There are some perspectives from this area where the river looks like a gigantic lake with small settlements, the city and single households spread across the hills, a known geography strangely altered.  I sail along this coastline, but now, looking down at the river from a new vantage point, and seeing this lovely sailing ground spread out all about me, it felt good to be enjoying the water from a different perspective.

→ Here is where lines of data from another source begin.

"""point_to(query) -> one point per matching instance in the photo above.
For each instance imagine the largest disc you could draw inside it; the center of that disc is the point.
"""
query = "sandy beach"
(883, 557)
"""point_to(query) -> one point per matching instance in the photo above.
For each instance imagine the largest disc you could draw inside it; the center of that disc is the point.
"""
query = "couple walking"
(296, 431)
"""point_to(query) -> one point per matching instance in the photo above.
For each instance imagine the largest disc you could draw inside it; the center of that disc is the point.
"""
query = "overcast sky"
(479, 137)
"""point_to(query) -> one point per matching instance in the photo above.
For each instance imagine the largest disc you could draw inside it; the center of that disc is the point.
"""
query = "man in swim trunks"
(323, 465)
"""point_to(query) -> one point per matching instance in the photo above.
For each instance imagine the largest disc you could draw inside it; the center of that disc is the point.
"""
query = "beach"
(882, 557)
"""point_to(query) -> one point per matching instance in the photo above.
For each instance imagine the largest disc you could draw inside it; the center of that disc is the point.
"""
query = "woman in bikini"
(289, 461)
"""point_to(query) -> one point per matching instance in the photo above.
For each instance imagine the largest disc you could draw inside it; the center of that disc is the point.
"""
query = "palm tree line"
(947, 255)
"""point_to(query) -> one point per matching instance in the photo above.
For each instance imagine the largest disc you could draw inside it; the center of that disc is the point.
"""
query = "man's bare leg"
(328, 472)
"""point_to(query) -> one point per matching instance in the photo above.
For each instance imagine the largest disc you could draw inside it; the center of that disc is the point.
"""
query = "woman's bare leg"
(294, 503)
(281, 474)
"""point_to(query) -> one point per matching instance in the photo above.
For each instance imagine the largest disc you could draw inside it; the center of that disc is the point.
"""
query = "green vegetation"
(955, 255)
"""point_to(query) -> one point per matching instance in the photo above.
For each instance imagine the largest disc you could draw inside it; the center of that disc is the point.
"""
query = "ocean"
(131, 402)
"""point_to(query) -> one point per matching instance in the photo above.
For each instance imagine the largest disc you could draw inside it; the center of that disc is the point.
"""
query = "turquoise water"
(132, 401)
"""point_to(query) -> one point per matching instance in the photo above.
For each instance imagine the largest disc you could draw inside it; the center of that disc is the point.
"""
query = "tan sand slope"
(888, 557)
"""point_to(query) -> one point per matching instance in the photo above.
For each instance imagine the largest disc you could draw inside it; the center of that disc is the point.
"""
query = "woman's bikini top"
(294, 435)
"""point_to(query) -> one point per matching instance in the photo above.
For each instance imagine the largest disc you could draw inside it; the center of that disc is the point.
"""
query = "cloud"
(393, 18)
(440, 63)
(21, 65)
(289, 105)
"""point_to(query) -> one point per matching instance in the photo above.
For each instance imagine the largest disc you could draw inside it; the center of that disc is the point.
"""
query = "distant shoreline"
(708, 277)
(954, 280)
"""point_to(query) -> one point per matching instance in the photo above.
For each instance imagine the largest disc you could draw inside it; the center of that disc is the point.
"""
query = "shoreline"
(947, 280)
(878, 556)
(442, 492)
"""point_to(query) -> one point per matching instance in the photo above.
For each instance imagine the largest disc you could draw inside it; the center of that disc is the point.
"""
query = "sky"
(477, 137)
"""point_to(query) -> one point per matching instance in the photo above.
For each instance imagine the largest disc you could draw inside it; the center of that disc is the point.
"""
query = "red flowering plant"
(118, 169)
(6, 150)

Looking north to the entrance to Ralphs Bay

We hopped through compromised vegetation (weeds and litter) and down the eroding dunes, marram pelted, on to the beach at Mary Ann Bay.This is a bay that’s a popular day anchorage and it can get  crowded with yachts.  It’s where I once let myself down by reversing far to fast on someone else’s boat while we were anchoring.  Now I could see (at least with the tide we had) that it’s a slender beach, quite enigmatic, darkened by dolerite, and there’s a lot of litter among the belt of cobbles that lie at the base of the cliff.  We realised most of it would be swept this way from the city when the wind is blowing from the north west and the tide is running out. (I made a mental note to include rubbish bags as part of my beach walking equiment from now on.) Although I know the winch handle that we accidentally dropped overboard last summer would most likely have ended up on Bellerive Beach, I scrutinised the debris on the off chance it had circumnavigated the Derwent.  I didn’t find our winch handle but I did find a small yellow super ball and claimed it to save a bird from swallowing it.  So here’s a shout out.  Mary Ann needs friends! She’s being strangled by Hobart’s litter.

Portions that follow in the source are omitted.